800kg可搬で重量のあるパレットを積む

物流向けに800kg可搬の新機種を提案

 塗装には専用ブースが必要になるため実演はなかったが、その他の展示では実機を稼働させ、さまざまなデモを披露した。
 近年、ロボットの普及が進む業界の一つが物流だ。会場では物流向けの新商品も発表した。その一つが、800kg可搬の産業用ロボット「M-410/800F-32C」だ。

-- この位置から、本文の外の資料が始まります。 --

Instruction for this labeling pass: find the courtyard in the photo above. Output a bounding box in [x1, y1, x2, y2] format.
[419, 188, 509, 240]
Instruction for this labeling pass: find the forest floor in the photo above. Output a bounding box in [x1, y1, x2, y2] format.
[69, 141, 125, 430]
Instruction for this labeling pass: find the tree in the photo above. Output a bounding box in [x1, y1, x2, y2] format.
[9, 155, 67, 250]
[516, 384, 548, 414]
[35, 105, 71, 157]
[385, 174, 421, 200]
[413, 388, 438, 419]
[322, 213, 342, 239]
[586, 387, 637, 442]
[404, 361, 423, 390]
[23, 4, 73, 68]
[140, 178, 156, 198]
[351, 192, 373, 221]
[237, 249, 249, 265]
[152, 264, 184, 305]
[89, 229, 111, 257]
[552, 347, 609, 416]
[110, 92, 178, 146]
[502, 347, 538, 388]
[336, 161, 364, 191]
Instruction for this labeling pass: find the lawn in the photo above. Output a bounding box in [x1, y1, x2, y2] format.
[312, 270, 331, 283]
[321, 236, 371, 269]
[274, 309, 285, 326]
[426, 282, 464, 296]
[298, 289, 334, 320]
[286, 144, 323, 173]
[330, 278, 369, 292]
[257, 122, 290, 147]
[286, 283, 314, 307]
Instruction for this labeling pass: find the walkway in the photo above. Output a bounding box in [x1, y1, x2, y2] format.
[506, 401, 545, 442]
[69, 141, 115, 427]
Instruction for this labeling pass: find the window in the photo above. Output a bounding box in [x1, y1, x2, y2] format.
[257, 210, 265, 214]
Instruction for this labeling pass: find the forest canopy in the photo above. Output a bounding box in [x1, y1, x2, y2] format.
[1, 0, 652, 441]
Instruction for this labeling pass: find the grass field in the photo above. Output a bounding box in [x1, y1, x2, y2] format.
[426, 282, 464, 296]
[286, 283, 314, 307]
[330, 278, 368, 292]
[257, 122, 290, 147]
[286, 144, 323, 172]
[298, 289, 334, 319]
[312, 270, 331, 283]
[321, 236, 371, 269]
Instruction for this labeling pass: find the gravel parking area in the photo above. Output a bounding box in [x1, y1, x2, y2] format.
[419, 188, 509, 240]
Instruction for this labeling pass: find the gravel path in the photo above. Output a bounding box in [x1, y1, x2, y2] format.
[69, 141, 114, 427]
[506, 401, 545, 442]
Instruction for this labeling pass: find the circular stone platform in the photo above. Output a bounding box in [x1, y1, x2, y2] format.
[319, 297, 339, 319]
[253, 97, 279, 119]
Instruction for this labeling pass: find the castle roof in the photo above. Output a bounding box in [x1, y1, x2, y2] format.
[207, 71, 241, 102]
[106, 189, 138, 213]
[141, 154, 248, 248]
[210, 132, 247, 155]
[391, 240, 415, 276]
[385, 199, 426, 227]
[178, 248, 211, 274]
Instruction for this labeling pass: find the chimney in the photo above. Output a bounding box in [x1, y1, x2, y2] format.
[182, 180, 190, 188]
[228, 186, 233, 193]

会場では、パレット(荷役台)にペットボトルの水500kgを載せ、そのパレットを搬送するデモを披露した。
 床の上に平置きするだけでなく、ラックの上に載せる動作も実演し、上下方向にも広い動作領域を持つことをアピールした。

長い箱にも対応するデパレタイズシステム

 箱の情報を事前教示せずに、人工知能(AI)技術で自動認識するデパレタイズシステムも展示した。 
 サイズだけでなく、色や柄などが異なる多種多様な箱が混載されているカゴ台車から、自動で箱を取り出す。
 他の箱の倍以上の長さがある箱なども扱ってみせ、さまざまな箱に対応できることを来場者に示した。

食品仕様もラインアップ充実

 食品産業を意識した展示も目立った。
 協働ロボットの「CRXシリーズ」を食品仕様にした「CRX Food-Grade(フードグレード)」を展示。最大可搬質量5kgから30kgまでの全5機種を展示し、幅広いラインアップを訴求した。

 その他、軟らかいロボットハンドで食品をつぶさないように高速搬送するデモも披露した。